4. Enjoy a larger standard deduction at 65

You can look ahead to an additional tax benefit down the road. The standard deduction, which reduces your taxable income and, in turn, lowers your tax bill, will be larger once you reach 65.

In 2024, when you fill out your federal income tax forms for income earned in 2023, if you’re married and filing jointly, you’ll get a standard deduction of $27,700. If you’re a single taxpayer, or a married and filing separately, the standard deduction rises to $13,850.

However, if you are 65 or older and file as a single taxpayer, you get an extra $1,850 deduction for tax year 2023. Married and filing jointly or separately? The extra standard deduction is $1,500 for each person who is qualified.  For taxpayers who are both 65-plus and blind, the extra deduction is $3,700. If you are married, filing jointly or separately, it’s $3,000 for each person who qualifies.

There is one drawback for some taxpayers with the higher standard deduction: It sets a high bar for itemizing deductions. Therefore, it doesn't make sense to go to the trouble of itemizing if your deductions aren't higher than the standard deduction. Nevertheless, getting a larger standard deduction is a good thing.

Other deductions

What about cash gifts to qualified charities? Back in tax year 2021, single individuals could take a $300 deduction for cash gifts to qualified charities. Married couples could take $600. You could take this deduction if you took the standard deduction and didn’t itemize. But those days are gone. This charitable deduction disappeared in the 2022 tax year.

The high standard deduction means that for most people, it’s not worthwhile to itemize tax returns. But you can deduct some expenses without itemizing, thanks to above-the-line deductions, which are deductible from your gross income before calculating your adjusted gross income (AGI). For example, you can deduct student loan interest that you paid in the 2023 tax year. Other above-the-line deductions:

Teacher expenses. Individuals can deduct up to $300 in unreimbursed teaching expenses, and married couples can deduct $600, assuming both are educators.

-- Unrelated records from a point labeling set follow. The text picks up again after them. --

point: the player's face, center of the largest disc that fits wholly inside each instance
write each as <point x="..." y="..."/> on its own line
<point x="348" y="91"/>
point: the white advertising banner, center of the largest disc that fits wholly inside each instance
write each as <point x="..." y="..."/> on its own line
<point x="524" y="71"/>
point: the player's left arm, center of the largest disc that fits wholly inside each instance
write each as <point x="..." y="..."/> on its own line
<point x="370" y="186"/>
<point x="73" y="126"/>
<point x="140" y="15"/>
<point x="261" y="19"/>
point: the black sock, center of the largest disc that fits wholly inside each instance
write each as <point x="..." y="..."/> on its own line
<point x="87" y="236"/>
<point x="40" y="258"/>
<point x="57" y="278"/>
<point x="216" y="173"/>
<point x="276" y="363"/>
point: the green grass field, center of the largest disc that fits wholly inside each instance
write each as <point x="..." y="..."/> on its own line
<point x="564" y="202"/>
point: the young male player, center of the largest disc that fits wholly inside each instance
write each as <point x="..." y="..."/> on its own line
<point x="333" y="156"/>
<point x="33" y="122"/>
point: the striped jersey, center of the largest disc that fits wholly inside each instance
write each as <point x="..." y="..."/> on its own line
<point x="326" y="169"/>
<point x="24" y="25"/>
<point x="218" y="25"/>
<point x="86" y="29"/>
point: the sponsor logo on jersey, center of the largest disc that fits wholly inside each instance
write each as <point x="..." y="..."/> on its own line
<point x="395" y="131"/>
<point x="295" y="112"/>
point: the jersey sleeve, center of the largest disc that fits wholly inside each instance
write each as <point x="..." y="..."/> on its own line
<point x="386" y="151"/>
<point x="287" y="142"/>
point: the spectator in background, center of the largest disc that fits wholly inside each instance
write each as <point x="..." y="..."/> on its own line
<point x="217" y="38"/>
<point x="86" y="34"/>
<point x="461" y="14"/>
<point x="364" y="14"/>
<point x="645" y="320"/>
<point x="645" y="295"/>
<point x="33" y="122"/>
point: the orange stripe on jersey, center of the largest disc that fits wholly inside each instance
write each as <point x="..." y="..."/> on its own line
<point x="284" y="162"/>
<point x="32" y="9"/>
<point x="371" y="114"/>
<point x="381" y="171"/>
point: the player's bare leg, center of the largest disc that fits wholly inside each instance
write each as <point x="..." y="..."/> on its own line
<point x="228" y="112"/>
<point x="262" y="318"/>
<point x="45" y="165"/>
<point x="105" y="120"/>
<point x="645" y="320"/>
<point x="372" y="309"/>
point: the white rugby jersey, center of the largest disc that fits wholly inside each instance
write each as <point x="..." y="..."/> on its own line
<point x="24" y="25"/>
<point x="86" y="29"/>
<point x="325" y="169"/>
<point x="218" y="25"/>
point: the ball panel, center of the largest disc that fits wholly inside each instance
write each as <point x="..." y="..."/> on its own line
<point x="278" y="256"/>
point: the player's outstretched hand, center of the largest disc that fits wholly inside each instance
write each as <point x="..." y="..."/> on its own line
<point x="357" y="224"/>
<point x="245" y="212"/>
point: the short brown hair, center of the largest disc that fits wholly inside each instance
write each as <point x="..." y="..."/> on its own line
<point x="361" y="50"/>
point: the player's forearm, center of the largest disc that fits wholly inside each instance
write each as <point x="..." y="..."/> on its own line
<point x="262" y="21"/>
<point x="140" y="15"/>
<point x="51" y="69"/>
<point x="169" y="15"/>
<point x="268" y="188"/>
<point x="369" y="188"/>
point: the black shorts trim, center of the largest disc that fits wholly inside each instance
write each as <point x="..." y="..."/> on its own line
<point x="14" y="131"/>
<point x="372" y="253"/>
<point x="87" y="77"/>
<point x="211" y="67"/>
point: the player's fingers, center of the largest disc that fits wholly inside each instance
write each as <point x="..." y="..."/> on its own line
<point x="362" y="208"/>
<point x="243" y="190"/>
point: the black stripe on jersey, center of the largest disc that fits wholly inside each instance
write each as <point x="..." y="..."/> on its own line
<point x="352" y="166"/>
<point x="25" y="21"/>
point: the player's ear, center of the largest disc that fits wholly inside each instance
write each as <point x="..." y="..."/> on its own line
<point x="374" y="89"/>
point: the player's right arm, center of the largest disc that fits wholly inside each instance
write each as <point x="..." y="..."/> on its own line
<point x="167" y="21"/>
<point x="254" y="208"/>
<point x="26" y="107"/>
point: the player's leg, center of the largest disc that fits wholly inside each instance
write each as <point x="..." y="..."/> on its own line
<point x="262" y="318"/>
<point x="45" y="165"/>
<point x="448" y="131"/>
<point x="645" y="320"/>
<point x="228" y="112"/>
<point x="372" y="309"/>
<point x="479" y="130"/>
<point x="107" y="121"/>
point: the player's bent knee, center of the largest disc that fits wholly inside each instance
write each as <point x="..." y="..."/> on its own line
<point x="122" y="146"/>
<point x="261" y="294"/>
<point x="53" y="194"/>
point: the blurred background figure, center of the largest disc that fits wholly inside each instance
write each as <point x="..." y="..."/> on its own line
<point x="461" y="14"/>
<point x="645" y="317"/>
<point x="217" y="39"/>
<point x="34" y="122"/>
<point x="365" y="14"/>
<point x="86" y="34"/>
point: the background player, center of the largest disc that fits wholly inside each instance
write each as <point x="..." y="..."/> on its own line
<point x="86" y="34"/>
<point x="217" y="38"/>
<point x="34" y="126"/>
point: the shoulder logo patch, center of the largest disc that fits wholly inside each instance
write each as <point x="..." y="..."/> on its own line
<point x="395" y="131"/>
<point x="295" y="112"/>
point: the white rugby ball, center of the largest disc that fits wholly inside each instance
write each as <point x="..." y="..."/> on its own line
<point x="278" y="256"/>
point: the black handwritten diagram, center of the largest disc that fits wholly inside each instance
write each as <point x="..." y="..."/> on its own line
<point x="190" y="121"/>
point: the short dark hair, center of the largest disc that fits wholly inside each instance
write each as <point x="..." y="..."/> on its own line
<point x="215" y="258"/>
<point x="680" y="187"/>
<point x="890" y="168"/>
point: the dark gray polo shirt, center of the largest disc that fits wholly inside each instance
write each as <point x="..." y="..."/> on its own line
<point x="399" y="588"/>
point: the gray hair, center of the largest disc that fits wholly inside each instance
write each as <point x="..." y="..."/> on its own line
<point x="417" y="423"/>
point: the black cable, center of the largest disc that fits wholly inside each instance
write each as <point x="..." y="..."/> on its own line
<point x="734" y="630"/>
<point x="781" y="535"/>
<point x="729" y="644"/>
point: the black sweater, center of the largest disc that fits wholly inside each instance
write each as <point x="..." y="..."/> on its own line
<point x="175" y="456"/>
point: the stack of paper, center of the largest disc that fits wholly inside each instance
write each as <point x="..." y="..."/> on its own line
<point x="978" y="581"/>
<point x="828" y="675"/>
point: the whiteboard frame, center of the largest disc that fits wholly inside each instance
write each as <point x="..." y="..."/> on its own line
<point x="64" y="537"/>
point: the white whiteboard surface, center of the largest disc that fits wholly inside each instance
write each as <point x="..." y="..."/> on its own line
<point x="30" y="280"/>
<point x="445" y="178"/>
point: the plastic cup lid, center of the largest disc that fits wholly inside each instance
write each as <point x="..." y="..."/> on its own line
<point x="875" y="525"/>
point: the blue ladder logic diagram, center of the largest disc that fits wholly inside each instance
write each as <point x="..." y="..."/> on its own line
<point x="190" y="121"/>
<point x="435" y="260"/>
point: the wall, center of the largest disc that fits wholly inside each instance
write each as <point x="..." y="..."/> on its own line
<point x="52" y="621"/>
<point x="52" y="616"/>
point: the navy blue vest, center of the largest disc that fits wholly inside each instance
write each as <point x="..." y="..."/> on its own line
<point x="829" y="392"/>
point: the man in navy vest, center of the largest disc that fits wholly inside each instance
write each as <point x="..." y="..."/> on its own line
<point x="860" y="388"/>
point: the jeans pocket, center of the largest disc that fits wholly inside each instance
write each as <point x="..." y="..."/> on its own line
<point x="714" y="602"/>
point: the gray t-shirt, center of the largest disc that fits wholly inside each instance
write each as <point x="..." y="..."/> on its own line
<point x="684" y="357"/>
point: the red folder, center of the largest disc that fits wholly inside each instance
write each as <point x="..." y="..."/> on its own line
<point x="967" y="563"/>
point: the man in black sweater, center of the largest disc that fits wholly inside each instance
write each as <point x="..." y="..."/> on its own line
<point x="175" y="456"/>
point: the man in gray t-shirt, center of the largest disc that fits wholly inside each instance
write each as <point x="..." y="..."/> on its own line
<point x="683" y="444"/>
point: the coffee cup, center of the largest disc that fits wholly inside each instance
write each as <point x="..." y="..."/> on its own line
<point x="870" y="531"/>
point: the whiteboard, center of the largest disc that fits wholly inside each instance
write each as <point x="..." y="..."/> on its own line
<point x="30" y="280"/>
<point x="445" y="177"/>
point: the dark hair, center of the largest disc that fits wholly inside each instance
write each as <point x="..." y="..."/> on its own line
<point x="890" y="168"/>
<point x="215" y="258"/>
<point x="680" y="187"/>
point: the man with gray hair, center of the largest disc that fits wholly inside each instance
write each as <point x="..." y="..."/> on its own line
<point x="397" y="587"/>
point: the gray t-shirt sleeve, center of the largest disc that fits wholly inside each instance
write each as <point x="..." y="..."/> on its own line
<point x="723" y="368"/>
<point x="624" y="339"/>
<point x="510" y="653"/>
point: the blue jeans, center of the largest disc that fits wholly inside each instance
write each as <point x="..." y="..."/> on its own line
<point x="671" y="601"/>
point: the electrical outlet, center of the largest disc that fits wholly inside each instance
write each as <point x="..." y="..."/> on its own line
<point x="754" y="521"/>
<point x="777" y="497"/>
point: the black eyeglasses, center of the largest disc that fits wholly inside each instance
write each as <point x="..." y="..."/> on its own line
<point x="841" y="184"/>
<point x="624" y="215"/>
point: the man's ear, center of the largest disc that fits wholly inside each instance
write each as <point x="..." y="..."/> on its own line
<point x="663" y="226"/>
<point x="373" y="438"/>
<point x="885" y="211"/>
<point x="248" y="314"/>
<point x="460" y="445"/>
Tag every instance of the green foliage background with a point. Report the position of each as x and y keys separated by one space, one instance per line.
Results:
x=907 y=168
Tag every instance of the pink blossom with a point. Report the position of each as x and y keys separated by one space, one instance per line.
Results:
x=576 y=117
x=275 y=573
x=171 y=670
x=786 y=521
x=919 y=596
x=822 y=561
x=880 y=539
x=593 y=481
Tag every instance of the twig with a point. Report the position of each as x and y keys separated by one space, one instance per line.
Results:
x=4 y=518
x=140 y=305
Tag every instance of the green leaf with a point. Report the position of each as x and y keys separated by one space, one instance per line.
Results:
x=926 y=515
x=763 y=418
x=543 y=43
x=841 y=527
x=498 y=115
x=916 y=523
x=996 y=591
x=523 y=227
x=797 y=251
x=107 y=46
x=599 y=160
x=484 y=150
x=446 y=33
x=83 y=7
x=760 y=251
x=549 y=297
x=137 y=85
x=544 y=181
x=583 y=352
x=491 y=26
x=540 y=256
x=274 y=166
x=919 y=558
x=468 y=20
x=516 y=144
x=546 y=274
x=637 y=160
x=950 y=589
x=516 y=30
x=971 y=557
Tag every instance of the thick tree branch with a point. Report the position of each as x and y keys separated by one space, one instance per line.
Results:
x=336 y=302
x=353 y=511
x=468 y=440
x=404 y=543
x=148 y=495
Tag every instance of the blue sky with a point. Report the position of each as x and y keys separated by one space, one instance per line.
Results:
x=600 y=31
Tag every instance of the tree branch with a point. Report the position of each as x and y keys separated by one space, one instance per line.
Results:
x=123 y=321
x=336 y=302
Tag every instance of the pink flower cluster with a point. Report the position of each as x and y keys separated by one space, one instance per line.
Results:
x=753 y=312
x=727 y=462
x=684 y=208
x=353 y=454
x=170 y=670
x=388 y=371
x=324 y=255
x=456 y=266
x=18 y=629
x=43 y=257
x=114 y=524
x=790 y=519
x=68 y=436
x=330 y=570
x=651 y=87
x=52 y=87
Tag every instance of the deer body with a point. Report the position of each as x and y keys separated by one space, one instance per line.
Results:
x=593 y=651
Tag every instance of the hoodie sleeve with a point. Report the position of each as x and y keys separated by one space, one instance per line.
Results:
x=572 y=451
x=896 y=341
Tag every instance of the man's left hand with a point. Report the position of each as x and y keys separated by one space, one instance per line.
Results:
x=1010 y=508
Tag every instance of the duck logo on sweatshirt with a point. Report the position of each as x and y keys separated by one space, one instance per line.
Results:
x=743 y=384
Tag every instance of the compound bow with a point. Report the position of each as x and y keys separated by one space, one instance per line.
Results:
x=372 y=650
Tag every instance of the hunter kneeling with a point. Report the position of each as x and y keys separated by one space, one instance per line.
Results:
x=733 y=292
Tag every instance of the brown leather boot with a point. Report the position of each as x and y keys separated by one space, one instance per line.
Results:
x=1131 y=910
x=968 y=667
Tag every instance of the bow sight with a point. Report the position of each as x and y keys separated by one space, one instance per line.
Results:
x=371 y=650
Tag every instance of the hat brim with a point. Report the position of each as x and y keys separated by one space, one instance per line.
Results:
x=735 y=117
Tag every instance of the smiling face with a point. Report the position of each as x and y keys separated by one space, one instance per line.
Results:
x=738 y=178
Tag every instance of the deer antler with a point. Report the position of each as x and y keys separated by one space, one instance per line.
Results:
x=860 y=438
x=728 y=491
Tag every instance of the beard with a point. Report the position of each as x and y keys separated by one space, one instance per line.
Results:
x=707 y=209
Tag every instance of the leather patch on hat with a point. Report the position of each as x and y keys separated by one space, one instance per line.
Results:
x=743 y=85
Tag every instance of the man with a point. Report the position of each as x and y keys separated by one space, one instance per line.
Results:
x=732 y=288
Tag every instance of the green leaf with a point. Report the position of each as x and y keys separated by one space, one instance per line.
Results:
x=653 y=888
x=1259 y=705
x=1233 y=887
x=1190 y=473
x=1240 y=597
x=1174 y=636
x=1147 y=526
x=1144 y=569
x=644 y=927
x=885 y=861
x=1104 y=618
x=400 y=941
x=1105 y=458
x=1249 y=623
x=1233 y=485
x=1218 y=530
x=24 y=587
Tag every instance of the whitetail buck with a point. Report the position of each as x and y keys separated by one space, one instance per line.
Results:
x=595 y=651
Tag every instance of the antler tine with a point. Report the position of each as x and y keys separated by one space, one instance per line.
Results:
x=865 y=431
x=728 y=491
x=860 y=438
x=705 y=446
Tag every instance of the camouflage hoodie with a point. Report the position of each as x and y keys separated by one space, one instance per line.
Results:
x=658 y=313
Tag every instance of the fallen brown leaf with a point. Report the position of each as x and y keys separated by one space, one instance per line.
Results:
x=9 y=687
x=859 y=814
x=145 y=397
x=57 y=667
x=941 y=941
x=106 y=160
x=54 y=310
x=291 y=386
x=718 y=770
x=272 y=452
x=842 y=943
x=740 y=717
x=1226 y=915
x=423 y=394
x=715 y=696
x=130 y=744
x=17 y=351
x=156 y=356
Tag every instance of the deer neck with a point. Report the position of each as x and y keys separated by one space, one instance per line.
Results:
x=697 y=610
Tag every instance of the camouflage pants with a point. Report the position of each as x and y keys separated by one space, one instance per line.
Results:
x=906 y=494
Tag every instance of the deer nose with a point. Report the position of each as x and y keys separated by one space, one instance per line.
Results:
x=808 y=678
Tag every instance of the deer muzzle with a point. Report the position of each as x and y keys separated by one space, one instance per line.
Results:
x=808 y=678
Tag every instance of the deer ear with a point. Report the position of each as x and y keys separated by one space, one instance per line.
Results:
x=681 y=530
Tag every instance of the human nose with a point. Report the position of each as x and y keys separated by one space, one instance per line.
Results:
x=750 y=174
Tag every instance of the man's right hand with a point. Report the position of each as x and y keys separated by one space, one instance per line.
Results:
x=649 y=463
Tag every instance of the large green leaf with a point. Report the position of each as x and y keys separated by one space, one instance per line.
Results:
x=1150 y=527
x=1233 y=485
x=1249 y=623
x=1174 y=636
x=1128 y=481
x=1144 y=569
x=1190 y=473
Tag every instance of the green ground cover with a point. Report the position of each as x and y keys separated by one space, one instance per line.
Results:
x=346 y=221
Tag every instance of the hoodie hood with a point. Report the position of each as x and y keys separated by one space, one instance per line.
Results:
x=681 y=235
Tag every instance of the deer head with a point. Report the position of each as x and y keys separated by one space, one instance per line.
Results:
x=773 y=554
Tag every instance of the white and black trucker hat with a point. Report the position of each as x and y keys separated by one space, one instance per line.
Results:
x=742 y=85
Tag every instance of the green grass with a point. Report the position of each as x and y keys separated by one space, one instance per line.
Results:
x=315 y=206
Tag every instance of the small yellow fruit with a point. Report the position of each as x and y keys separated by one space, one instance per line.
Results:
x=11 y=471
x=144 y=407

Self-employed health insurance. If you’re self-employed, you can deduct the premiums for medical, dental, vision and long-term care insurance.

Alimony paid. The law used to allow those who paid alimony to deduct their payments. No longer. But there’s one loophole: If your divorce or separation agreement was signed before Dec. 31, 2018, you can deduct alimony paid.

Military moving expenses. Active-duty members of the military can deduct their moving expenses when they move because of a permanent change of station.